Concerns about coffee harvest: Arabica bean prices are skyrocketing

Status: 07/27/2021 12:29 p.m.

Brazil is the world’s largest producer of arabica coffee. Because there is a risk of crop failures due to frost and drought, the prices for raw materials are rising rapidly. Coffee drinkers will soon feel this too.

Arabica coffee from Brazil is one of the most popular types of coffee in Germany. Over 300,000 tons are delivered here from the South American country every year. But this year imports could be lower. Because after a drought at the beginning of the year, it is now temperatures below zero that could cause crop failures.

Although the actual damage has so far been difficult to predict according to the assessment of commodity trader Charles Sargeant from brokerage house Britannia, the fear of lower harvests alone is causing prices to rise. While a pound of Arabica green coffee cost just under 1.75 dollars on Friday, it was already more than two dollars yesterday – and thus not more than since 2014. This means that the price of Brazilian Arabica that has been rising for years is continuing. According to the International Coffee Organization, ICO, the price of a pound of Arabica coffee rose to $ 1.58 on July 20, down from just under a dollar two years ago. This means that Arabica coffee has risen by almost 60 percent during this period.

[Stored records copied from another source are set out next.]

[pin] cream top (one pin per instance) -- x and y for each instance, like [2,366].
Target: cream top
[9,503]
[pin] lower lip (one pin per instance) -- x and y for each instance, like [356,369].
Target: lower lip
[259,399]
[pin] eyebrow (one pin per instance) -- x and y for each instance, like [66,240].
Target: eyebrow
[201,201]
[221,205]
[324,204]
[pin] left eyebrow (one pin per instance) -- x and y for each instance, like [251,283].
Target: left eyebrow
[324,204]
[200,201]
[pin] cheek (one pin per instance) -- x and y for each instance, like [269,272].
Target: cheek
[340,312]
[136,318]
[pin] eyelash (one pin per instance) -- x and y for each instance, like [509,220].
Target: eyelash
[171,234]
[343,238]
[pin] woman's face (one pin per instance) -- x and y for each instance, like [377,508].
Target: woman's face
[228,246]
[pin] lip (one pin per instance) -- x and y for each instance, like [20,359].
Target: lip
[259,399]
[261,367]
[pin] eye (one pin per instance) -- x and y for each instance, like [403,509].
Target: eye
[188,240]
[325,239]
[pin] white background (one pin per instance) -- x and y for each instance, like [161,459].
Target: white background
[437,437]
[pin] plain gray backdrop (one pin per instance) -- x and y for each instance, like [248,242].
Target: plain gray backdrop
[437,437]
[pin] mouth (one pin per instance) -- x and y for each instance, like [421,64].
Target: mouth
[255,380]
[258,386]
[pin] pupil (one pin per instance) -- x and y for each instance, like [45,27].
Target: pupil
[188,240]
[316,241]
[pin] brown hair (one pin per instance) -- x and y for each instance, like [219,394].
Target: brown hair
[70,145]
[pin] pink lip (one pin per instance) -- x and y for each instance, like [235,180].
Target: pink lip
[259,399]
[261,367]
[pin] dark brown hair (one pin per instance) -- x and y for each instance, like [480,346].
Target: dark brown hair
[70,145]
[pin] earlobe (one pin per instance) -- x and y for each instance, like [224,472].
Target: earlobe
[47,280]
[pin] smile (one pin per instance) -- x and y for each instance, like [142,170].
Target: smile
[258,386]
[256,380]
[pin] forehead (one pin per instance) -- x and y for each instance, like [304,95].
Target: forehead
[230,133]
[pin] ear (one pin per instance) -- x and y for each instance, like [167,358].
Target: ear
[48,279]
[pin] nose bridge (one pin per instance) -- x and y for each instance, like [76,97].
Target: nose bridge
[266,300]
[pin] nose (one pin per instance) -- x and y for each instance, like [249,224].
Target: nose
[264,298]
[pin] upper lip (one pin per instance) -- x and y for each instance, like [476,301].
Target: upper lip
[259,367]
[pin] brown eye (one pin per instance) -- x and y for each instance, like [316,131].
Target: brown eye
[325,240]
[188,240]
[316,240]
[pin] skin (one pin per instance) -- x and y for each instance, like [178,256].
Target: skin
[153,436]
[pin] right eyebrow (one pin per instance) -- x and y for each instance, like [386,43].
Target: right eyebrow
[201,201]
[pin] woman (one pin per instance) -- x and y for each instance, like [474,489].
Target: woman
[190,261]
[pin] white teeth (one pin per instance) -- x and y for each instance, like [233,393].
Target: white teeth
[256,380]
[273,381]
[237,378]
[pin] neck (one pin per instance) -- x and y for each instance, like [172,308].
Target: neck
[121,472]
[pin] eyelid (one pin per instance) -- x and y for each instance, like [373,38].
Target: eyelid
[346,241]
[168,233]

Several reasons for the price increase

Consumers must therefore be prepared for higher prices. The price of Robusta coffee – which is used for instant granules and is mainly grown in Vietnam – has also seen a price increase of almost 40 percent in the year to date. “There are several reasons for the astronomical rise in coffee prices,” says Rabobank analyst Carlos Mera. In addition to the devastating weather conditions in Brazil, transport costs have also increased. In addition, political unrest caused problems in Colombia, the third largest production country. The effects of the corona pandemic also continued to cause uncertainty.

The most important price driver is probably the weather. Brazil suffered an historic drought earlier this year. In the past week, frost followed on important plantations in Minas Gerais, a southeastern inland state, from which 70 percent of the country’s arabica beans come. “The freezing temperatures caused leaf fall and destroyed the youngest plants,” says Mera. However, these are crucial for future harvests. An improvement in the weather is not in sight for the time being. Meteorologists expect more frosts in the coming days.

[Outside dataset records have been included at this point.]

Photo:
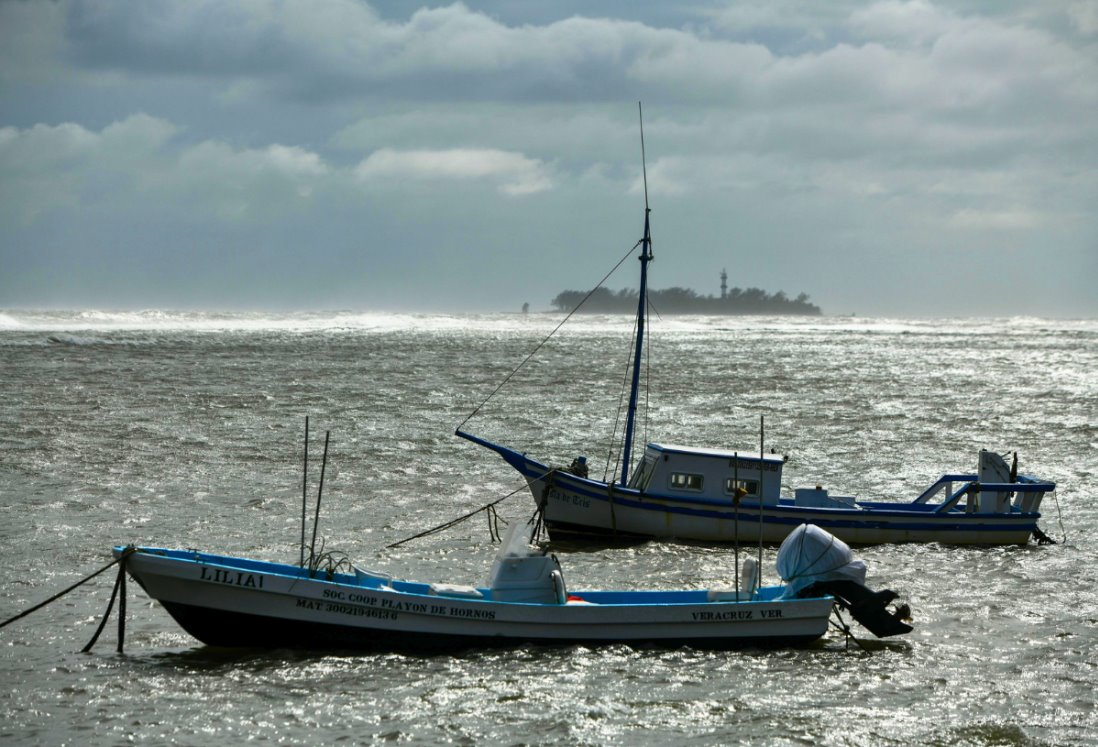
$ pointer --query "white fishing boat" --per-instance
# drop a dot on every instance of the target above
(725, 494)
(226, 601)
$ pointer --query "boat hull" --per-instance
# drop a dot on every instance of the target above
(226, 601)
(575, 509)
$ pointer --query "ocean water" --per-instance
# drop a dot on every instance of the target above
(187, 428)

Delayed impact for consumers

As a result, prices on the American futures exchange have exploded. The price of a pound of Arabica coffee soared yesterday to $ 2.152, the biggest daily gain in 21 years. “The bottom line is a perfect storm,” explains industry observer Jochen Stanzl from brokerage firm CMC Markets. A trend reversal is not in sight. “But we are getting closer to important technical brands that could act as resistors,” said the expert.

Arabica is also so badly affected because the plant has a two-year cycle in which low-yield production in one year is followed by a bumper harvest the next year. The harvest two years ago was particularly plentiful. This year it would have been lower even without frost and drought damage, according to the experts.

The scarcity is also promoted by the fact that global coffee demand has picked up again after the end of the Corona restrictions. Consumers are still not aware of this because the rising prices are only passed on to end customers slowly and with a time lag. It usually takes three to nine months for the effects to be felt in retail, says Rabobank expert Carlos Mera.